Степан Дмитриевич глядел в синеву, сквозь которую летел гидроплан. Мысленная тёмная туча, бросающая на сердце тень, не уходила, ветру было её не стронуть. Гидроплан шатало на волнах воздуха, старенький летучий корабль, командированный царём и богом Циркумполярья, чтобы доставить Степана Дмитриевича на Скважинку, приближался к месту посадки. На западе прямо по курсу вдоль горизонта лежал Урал, протяжённая гористая вертикаль с провалами, поросшими лесом, с синими дымчатыми вершинами и сияющими на солнце снегами. К северу уходила тундра, на ненецком языке «я» – место, страна, пространство, родина северного народа. Тучка, линия ли реки, грязно-серый размыв болотца с шевелящимися на ветру тростниками – всё рождало в старом художнике соучастие этой оленьей плоскости, его «я» сливалось с тревогами «я» туземного, и получалось – «мы».
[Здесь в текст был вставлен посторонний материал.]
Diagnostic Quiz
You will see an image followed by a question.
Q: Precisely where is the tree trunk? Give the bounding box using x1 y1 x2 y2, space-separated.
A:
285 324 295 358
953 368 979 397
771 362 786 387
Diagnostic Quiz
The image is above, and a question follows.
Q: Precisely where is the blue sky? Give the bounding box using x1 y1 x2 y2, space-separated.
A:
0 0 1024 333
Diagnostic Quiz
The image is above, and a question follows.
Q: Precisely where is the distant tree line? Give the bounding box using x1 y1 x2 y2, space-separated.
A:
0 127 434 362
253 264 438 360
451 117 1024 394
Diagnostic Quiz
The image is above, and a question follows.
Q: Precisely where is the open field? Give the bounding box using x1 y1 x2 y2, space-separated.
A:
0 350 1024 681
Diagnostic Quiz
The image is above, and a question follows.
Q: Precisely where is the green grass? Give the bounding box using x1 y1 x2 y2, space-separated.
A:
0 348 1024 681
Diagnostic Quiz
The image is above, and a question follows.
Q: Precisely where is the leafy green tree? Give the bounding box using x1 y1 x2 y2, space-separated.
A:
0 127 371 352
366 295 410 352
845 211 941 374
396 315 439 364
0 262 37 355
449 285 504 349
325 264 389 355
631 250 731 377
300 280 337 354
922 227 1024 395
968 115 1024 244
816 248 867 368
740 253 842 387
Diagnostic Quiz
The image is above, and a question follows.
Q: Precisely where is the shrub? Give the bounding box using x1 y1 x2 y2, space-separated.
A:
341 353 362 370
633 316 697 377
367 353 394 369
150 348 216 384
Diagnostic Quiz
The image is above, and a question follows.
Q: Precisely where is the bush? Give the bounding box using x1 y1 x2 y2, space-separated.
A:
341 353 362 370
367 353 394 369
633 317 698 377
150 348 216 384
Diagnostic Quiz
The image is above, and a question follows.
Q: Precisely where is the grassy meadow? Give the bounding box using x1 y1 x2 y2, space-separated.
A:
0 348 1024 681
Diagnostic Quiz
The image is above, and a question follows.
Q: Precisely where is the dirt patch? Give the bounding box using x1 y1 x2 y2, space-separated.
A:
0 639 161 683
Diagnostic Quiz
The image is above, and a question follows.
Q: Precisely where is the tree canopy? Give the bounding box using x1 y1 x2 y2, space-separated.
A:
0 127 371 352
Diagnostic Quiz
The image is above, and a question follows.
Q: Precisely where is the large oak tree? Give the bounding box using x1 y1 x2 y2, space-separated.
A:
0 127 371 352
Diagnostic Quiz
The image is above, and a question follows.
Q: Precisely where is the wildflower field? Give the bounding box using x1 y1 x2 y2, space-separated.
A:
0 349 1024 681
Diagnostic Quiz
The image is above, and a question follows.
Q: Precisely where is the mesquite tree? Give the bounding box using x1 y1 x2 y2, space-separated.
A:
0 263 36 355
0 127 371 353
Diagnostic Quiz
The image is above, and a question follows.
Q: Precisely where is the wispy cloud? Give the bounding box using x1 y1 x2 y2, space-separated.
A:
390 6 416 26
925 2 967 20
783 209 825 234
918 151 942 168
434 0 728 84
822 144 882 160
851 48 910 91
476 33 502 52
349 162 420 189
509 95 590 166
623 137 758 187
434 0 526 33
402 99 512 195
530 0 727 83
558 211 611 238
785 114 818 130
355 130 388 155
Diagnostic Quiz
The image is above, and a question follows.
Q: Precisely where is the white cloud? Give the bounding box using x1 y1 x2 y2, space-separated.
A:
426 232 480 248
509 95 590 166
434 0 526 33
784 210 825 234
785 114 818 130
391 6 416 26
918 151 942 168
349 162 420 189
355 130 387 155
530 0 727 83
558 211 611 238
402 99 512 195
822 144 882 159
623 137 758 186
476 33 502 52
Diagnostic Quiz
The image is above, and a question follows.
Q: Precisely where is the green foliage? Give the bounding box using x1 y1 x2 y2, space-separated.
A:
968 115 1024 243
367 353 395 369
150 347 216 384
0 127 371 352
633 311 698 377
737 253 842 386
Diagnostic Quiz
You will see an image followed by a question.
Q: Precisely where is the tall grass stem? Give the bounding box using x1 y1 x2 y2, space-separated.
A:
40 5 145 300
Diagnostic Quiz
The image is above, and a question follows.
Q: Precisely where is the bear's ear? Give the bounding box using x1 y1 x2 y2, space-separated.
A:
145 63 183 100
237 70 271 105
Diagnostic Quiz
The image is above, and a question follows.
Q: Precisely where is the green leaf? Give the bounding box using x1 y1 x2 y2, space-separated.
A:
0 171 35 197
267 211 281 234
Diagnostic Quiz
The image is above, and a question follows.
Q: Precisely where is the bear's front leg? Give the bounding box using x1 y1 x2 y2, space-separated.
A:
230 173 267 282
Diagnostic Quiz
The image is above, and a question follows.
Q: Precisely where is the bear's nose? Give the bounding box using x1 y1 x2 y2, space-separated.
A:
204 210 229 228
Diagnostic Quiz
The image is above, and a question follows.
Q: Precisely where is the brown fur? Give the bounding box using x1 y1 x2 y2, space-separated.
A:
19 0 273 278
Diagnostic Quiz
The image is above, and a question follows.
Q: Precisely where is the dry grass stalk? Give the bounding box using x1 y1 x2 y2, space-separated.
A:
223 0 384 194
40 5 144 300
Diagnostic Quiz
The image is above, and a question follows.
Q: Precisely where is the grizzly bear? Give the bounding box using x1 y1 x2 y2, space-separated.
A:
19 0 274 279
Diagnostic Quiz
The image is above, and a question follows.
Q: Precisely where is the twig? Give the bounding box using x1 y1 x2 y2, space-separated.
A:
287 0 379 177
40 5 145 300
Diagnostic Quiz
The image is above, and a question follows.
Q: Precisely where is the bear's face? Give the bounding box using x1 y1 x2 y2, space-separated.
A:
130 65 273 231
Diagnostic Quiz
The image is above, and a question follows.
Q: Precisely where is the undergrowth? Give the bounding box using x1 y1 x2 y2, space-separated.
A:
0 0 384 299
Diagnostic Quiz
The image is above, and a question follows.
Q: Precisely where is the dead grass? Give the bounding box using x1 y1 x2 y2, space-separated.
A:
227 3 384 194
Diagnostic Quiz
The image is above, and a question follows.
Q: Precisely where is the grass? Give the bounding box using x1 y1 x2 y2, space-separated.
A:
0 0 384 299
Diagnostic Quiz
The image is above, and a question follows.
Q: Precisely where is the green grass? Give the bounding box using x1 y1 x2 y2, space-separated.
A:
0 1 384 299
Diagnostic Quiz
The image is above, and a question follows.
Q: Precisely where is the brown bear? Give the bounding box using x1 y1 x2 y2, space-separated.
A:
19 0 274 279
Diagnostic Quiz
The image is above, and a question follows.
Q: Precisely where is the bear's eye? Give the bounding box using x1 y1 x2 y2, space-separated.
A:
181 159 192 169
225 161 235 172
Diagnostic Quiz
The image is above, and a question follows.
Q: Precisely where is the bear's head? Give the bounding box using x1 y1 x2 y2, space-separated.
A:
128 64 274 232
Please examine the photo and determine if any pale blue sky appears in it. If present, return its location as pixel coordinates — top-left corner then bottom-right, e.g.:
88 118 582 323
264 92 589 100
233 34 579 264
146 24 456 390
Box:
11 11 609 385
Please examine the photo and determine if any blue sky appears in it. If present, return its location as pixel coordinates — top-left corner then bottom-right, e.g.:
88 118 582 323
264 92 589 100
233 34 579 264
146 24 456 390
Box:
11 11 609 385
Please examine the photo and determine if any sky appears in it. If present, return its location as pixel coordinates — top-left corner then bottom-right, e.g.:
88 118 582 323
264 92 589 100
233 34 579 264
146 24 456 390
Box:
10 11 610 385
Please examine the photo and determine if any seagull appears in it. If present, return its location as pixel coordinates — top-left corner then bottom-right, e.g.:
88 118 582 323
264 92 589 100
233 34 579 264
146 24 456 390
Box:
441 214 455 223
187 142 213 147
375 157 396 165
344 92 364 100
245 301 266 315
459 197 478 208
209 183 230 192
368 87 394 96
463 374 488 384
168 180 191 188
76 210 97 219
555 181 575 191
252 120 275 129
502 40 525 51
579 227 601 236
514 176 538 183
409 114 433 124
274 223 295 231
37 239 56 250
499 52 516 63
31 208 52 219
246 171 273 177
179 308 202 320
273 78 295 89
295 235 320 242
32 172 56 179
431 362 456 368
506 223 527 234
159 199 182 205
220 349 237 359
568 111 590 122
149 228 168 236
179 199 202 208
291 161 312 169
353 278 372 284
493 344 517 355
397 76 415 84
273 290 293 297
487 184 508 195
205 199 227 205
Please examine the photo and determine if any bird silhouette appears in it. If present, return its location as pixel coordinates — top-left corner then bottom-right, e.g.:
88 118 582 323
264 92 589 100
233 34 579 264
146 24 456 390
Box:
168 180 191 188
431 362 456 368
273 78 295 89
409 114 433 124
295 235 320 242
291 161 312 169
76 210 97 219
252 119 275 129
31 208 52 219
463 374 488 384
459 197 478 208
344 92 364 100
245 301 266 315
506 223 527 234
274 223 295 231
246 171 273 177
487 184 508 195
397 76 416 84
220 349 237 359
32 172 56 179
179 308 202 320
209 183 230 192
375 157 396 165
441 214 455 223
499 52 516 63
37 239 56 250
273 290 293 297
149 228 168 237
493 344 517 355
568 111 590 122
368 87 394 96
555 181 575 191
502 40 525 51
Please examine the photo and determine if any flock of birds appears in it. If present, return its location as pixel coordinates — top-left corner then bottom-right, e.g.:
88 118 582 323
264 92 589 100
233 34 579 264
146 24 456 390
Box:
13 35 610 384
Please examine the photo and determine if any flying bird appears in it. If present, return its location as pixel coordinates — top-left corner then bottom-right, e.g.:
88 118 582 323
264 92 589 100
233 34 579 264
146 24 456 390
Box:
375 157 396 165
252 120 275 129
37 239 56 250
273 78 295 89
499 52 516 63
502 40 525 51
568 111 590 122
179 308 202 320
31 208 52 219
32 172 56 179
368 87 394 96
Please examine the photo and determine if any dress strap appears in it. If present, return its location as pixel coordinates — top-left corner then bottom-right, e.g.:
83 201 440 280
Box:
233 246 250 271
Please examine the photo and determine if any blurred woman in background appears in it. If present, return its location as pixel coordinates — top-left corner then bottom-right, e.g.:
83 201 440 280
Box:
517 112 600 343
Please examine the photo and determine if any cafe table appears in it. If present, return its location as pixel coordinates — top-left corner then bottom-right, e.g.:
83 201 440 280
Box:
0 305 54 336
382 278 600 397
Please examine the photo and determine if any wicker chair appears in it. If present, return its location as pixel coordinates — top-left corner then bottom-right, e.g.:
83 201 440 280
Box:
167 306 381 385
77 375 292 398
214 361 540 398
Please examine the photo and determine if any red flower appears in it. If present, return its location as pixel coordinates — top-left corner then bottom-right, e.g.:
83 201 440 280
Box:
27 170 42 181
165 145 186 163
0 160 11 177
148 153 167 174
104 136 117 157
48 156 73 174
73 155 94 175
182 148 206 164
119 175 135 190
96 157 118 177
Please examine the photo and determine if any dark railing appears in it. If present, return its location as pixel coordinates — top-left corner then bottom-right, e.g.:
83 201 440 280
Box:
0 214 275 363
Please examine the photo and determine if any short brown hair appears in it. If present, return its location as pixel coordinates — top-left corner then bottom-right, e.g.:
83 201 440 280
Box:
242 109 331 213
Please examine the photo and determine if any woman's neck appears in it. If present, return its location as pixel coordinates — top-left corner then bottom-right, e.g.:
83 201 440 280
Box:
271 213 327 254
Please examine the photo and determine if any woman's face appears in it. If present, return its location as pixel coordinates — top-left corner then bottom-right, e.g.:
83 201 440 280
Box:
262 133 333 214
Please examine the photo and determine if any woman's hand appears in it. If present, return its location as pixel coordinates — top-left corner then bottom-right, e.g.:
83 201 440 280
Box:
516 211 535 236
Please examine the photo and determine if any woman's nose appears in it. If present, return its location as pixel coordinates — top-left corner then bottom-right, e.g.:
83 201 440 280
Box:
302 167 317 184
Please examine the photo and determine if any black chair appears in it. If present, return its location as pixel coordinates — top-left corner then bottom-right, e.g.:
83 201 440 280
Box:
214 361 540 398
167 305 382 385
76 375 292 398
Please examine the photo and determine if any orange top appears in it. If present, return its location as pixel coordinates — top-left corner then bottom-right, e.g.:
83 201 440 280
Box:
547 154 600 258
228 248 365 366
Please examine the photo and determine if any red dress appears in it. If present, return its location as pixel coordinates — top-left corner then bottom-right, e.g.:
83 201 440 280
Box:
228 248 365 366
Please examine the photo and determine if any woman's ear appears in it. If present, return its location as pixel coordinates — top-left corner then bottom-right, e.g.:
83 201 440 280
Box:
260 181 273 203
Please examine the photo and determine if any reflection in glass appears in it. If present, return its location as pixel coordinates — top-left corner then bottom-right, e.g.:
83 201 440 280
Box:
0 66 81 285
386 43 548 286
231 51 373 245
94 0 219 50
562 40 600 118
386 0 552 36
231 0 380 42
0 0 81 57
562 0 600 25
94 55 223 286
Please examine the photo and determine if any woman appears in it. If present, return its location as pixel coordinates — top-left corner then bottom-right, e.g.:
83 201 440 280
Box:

Гидроплан качнуло, как бубен, заплутавший в полёте между семью мирами, и Степану Дмитриевичу вспомнилась история про шамана, рассказанная простодушным Ванютой. В Щучьереченской тундре не было шамана сильнее, чем Ябтик Пэдарангасава, в миру Евтихий Падарангаев. В знаменитом поединке с кочующим шаманом Байыром, спустившимся в эти северные места откуда-то с высокого юга, с берегов реки Чадаан (где она, Ванюта не ведал), Ябтик три дня и три ночи противостоял заезжему гостю, и люди, наблюдавшие за их схваткой, долго потом рассказывали подробности этой битвы. Противники расположились чум в чум на расстоянии вытянутой ноги. Вход в чум Ябтика был обращён к востоку, как и положено по закону предков, вход в чум Байыра, по-чужому, был обращён на запад. Люди видели, как босые ступни шаманов упирались в ступни противника, как икры на их ногах завязывались тугими петлями, слышали, как скрипят их зубы и крошатся костяным крошевом, когда они съедали друг друга. Ябтик одержал победу, заезжий шаман ушёл.